子どもにとって最適の環境とはどんなものだろうか。両親が仕事していて家にいなくても生活は安定しているのと、両親の仕事がまちまちで生活が不安定でも家にいてくれるのと。
つまり子どもにとっての幸せとは何かを描いていて、ケン・ローチの『家族を想うとき』と似たテーマ性を感じる作品といえる。
両親は息子の治療費もままならない状態で経済的に不安定ななかでも引っ越し先を探しているが、その引っ越し先は見つかっていない。
時間が経ち、引っ越しのために荷物を片付けていっているが、結局まだ引っ越す目途がたたずズルズルとしているうちに、新たなトラブルが発生する。
貧困でもないし、裕福でもないが中間層というのも少し違う家族所得世帯がグラグラした吊り橋を渡っているといった感じだろうか。だからこそ、ひとつトラブルが発生すると泥沼化してしまい、また軌道修正すのが難しく、貧困層になってしまう。そういった不安が常にある家庭というのは、決して珍しくはないはずだ。

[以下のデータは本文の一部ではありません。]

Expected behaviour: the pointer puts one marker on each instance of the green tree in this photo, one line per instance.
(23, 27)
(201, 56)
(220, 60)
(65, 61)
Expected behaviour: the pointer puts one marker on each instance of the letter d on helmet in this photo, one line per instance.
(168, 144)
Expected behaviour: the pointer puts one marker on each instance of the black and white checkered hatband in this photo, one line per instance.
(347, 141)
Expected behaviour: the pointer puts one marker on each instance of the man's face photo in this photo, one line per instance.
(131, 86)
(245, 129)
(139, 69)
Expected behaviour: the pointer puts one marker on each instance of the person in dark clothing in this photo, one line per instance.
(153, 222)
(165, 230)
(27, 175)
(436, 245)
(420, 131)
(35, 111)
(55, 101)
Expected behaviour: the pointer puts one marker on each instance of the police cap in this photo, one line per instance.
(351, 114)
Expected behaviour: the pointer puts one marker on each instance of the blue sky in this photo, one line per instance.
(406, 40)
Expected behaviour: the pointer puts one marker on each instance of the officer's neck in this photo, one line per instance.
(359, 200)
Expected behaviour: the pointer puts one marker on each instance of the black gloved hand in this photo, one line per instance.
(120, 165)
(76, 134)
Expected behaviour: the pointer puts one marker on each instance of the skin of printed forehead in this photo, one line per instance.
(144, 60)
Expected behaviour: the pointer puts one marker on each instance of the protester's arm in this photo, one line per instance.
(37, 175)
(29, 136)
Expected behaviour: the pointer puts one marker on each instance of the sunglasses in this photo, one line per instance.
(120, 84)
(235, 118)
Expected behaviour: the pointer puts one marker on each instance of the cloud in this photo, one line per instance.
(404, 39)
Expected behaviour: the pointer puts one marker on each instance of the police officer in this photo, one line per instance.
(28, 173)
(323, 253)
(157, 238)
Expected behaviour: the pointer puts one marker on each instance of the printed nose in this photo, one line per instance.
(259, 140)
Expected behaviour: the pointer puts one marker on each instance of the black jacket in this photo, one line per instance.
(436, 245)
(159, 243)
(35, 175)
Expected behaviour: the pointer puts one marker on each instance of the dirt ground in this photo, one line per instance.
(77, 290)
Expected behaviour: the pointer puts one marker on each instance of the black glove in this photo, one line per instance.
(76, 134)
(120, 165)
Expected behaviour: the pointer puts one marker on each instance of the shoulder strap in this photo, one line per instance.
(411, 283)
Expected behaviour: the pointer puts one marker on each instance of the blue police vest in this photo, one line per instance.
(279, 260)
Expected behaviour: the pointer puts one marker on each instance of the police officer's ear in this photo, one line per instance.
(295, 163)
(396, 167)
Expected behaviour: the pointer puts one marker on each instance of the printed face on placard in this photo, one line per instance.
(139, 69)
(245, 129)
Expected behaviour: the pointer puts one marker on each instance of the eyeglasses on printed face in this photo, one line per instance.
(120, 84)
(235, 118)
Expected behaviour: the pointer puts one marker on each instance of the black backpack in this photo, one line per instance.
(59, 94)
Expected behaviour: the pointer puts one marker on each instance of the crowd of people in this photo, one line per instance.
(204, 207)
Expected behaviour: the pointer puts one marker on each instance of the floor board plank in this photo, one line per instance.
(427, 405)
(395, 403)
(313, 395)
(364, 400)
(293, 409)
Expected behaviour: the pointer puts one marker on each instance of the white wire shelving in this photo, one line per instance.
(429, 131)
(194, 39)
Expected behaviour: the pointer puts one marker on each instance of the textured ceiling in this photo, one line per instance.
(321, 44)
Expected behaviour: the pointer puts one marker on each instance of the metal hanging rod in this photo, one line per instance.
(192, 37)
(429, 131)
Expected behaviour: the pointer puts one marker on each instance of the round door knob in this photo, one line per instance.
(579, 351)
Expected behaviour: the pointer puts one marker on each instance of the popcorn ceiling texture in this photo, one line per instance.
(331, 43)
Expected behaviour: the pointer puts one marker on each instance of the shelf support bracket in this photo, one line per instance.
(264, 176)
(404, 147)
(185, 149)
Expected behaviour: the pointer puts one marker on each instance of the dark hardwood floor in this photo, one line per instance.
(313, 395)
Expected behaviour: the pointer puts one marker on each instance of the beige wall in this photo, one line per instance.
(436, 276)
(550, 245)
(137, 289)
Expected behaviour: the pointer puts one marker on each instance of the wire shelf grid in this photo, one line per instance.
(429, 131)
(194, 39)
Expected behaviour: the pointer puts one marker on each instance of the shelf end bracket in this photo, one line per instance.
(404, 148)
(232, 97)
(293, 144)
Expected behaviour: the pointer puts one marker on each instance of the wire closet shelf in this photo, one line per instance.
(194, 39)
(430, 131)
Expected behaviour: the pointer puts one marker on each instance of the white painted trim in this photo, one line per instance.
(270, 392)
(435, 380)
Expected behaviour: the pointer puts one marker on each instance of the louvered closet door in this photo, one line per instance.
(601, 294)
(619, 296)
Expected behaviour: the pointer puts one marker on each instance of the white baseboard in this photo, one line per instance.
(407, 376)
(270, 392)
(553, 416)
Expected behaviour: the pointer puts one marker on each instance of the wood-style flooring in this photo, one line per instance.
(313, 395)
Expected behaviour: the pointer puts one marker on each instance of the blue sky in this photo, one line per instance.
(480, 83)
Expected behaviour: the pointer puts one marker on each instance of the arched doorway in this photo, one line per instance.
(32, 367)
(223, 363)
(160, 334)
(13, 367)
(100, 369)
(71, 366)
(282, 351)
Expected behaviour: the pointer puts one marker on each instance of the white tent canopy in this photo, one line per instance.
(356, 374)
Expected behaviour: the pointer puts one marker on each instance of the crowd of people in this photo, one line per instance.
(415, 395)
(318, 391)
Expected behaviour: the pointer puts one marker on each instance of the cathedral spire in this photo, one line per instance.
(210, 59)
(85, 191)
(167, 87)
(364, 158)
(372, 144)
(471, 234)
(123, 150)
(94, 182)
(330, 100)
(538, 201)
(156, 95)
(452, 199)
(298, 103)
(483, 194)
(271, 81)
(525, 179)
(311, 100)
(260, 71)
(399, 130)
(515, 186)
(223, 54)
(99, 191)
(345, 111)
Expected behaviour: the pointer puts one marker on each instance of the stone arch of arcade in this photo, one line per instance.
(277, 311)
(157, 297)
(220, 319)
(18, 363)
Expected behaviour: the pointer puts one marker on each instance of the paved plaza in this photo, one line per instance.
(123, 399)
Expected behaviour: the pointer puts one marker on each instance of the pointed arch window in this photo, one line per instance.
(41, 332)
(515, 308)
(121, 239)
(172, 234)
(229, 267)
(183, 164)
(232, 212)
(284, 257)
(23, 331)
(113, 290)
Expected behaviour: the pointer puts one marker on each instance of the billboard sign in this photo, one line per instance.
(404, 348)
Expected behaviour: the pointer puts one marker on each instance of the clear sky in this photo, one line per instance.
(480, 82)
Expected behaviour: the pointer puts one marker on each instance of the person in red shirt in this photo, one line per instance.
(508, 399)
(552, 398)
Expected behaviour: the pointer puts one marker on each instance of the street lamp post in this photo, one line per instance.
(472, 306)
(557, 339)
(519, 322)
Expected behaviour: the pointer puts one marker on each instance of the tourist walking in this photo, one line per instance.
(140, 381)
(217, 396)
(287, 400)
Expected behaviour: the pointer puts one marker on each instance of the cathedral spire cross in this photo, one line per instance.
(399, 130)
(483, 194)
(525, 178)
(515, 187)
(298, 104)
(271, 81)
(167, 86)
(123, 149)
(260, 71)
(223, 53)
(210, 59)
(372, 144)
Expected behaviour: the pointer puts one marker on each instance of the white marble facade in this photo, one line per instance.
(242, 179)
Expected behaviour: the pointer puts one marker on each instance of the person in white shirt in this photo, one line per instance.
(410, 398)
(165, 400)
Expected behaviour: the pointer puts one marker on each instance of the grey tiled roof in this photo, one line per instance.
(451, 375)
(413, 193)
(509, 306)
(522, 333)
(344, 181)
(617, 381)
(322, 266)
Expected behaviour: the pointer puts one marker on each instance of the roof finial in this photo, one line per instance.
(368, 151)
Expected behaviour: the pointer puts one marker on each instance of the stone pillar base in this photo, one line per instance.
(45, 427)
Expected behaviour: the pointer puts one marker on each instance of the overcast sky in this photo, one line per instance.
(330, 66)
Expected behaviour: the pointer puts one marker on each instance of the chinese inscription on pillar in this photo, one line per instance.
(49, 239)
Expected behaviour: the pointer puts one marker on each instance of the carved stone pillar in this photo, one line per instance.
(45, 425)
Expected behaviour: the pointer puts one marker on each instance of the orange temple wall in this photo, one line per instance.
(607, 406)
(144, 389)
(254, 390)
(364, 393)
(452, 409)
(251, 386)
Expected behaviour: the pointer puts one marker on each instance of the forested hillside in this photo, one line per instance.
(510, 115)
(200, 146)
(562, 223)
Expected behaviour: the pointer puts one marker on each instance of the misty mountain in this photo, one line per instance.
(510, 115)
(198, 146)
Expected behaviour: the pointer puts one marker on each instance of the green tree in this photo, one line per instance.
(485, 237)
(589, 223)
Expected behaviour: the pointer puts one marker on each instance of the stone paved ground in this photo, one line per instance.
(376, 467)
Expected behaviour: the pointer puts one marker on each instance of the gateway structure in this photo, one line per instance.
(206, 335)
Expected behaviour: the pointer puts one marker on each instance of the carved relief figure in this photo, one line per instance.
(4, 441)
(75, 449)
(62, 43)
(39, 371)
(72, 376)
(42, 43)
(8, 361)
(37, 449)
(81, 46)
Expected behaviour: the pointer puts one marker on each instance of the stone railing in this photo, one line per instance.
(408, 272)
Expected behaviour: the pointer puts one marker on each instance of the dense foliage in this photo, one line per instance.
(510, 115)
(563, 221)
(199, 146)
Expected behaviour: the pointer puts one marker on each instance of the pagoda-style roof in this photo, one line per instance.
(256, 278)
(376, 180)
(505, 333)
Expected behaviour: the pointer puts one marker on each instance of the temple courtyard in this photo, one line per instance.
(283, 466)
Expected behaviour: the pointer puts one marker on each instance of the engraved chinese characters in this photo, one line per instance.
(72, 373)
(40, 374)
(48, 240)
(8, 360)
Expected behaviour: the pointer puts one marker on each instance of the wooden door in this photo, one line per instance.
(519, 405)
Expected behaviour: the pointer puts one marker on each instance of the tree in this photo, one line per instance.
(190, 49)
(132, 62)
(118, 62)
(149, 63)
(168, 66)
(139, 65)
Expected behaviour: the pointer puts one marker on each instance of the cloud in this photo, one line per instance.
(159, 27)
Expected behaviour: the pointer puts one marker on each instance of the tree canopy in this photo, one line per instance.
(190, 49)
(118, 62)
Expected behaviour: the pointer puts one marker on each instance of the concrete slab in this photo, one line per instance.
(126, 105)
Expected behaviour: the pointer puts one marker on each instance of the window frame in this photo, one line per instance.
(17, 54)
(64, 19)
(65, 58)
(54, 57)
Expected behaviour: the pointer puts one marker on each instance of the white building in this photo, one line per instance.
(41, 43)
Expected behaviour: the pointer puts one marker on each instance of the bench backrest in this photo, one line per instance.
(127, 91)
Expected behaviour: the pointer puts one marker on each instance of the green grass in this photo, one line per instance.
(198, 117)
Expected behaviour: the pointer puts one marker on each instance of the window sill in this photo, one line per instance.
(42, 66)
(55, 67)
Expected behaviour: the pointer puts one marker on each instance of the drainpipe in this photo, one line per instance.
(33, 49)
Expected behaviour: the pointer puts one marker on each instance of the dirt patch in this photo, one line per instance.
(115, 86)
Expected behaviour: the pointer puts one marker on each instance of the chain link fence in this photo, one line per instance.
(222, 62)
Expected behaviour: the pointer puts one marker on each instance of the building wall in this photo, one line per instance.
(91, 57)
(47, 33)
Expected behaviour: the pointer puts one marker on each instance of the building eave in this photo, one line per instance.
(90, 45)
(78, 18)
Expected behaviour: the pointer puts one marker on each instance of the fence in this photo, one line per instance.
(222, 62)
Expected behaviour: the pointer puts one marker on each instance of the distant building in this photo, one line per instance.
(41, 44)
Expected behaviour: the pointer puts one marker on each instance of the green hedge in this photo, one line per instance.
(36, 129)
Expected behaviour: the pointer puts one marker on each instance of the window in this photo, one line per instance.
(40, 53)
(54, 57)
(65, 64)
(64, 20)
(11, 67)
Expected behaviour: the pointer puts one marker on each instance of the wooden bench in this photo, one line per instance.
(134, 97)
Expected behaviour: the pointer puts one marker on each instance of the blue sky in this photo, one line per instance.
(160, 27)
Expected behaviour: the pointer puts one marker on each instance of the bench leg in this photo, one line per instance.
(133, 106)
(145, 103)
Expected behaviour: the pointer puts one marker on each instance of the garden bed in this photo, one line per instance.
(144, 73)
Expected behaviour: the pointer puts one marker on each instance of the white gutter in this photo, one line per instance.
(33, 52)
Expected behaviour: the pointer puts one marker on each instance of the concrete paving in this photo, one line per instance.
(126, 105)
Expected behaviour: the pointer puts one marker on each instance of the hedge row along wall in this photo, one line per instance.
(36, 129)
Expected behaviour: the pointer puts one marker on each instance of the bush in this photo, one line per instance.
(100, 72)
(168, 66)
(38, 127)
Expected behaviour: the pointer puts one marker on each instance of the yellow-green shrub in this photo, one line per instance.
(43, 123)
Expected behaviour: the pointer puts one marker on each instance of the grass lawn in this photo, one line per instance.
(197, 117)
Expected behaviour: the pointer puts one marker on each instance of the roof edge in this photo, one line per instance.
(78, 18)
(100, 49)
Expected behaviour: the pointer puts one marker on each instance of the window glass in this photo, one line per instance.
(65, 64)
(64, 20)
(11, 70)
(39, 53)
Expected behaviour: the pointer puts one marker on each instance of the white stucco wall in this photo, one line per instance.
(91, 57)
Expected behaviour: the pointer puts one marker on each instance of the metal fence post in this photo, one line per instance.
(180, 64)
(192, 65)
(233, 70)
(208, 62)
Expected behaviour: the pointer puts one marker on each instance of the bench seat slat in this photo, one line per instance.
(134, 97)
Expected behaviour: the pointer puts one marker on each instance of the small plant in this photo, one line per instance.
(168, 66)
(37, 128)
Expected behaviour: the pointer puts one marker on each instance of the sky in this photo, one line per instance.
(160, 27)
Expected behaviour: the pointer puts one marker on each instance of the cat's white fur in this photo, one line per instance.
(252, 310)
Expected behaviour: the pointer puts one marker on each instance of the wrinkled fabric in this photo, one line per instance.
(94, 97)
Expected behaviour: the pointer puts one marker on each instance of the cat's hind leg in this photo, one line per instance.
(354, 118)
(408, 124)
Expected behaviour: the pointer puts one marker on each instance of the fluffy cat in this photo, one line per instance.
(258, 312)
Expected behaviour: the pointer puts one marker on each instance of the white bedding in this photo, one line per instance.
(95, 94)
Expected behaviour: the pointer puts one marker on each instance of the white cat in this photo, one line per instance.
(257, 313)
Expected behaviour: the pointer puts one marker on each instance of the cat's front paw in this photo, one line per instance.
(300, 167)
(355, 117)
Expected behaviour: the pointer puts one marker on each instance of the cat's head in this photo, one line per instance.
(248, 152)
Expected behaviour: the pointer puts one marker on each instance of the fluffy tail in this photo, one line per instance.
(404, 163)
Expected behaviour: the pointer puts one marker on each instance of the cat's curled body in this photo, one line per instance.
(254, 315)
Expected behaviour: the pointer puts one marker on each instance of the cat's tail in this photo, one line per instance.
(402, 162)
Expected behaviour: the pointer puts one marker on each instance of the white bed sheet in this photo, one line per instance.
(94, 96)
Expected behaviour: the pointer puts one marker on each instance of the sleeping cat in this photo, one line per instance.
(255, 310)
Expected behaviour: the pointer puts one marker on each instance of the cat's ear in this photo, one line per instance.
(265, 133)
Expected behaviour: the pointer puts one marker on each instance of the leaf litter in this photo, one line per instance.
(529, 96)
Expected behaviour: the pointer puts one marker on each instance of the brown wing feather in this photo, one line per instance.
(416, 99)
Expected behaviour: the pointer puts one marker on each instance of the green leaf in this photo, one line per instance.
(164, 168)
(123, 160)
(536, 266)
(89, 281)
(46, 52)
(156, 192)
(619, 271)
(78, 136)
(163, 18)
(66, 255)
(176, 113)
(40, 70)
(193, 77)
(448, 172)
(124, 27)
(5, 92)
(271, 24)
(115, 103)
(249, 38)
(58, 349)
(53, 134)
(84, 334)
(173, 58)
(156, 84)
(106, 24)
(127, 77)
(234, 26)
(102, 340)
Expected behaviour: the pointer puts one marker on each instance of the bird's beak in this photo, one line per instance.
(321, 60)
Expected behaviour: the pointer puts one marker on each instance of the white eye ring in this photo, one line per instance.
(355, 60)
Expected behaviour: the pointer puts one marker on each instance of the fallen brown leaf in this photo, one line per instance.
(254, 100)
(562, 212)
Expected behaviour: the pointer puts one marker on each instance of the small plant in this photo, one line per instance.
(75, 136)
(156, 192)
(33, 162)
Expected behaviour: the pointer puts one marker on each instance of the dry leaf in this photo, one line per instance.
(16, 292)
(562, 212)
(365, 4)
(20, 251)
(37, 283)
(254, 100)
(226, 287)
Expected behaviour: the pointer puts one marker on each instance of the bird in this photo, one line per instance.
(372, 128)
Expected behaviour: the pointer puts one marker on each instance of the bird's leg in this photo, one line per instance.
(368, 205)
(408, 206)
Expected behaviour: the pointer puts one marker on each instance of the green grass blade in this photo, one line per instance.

大人から見た経済不安という苦痛の日々と反比例するかのように、両親との時間が増えたことに対して嬉しく思う子どもの想いが重なり合わない微妙な距離感で描かれていく。
大人は難しく考え過ぎてしまうが、答えはすぐそこにシンプルなかたちであるのに、気づけない。
気づいたとしても、そうすることへの不安もある。